Tras guardar la caja del maer en el fondo de mi macuto, cada uno de nosotros decidió qué quería llevarse del campamento de los bandidos.

Las tiendas las dejamos allí por la misma razón por la que nosotros viajábamos sin ellas: eran demasiado voluminosas para transportarlas cómodamente. Cogimos toda la comida que pudimos, pues cuanta más nos lleváramos, menos tendríamos que comprar.

Decidí quedarme con una de las espadas de los bandidos. Nunca se me habría ocurrido comprarme una, porque no habría sabido utilizarla, pero ya que aquellas eran gratis…

Mientras examinaba las armas, Tempi se me acercó y me dio algunos consejos. Cuando hubimos reducido mis opciones de elección a dos espadas, Tempi se decidió a hablar claro:

– No sabes utilizar una espada. -Interrogante. Vergüenza.

Me dio la impresión de que, para él, la idea de que alguien no supiera utilizar una espada era algo más que ligeramente vergonzoso. Algo así como no saber utilizar el cuchillo y el tenedor.

– No -admití-. Pero confiaba en que tú me enseñaras.

Tempi se quedó muy quieto. Si no lo hubiera conocido tan bien, quizá lo habría interpretado como una negativa. Pero aquel tipo de quietud significaba que estaba pensando.
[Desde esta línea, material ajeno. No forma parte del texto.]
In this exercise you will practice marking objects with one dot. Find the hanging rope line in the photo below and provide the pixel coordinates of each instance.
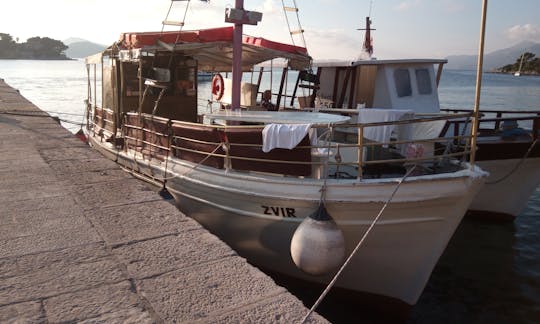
(336, 276)
(514, 169)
Las pausas son un elemento clave en la conversación adémica, de modo que esperé pacientemente. Nos quedamos quietos un minuto, y luego dos. Y cinco. Y diez. Me esforcé para permanecer inmóvil y callado. Quizá me hubiera equivocado y aquello sí fuera una negativa educada.

Veréis, yo me creía terriblemente espabilado. Ya hacía casi un mes que conocía a Tempi, había aprendido un millar de palabras y cincuenta signos del lenguaje de signos adémico. Sabía que los Adem no se avergonzaban de su desnudez, ni de tocarse, y estaba empezando a entender el misterio del Lethani.

Sí, sí, me creía terriblemente inteligente. Si de verdad hubiera sabido algo sobre los Adem, jamás me habría atrevido a formularle aquella petición a Tempi.

– ¿Me enseñarás tú eso? -Tempi señaló al otro lado del campamento, donde estaba el estuche de mi laúd apoyado contra un árbol.

La pregunta me pilló desprevenido. Nunca había intentado enseñar a nadie a tocar el laúd. Quizá Tempi lo supiera y sencillamente estuviese haciendo una comparación. Sabía que Tempi era aficionado a hacer sutiles dobles sentidos.

Me pareció una proposición justa. Asentí con la cabeza.

– Puedo intentarlo.

Tempi asintió también y señaló una de las espadas que nos parecían adecuadas.

– La llevas. Pero no peleas. -Se dio la vuelta y se marchó. En ese momento, lo atribuí a su parquedad habitual.

Nos pasamos todo el día rebuscando y rescatando cosas del campamento. Marten cogió bastantes flechas y todas las cuerdas de arco que encontró. Luego, tras asegurarse de que nadie quería ninguno, decidió llevarse los cuatro arcos largos que habían sobrevivido a la caída del rayo. Eran incómodos de llevar, pero Marten estaba convencido de que podría venderlos bien en Crosson.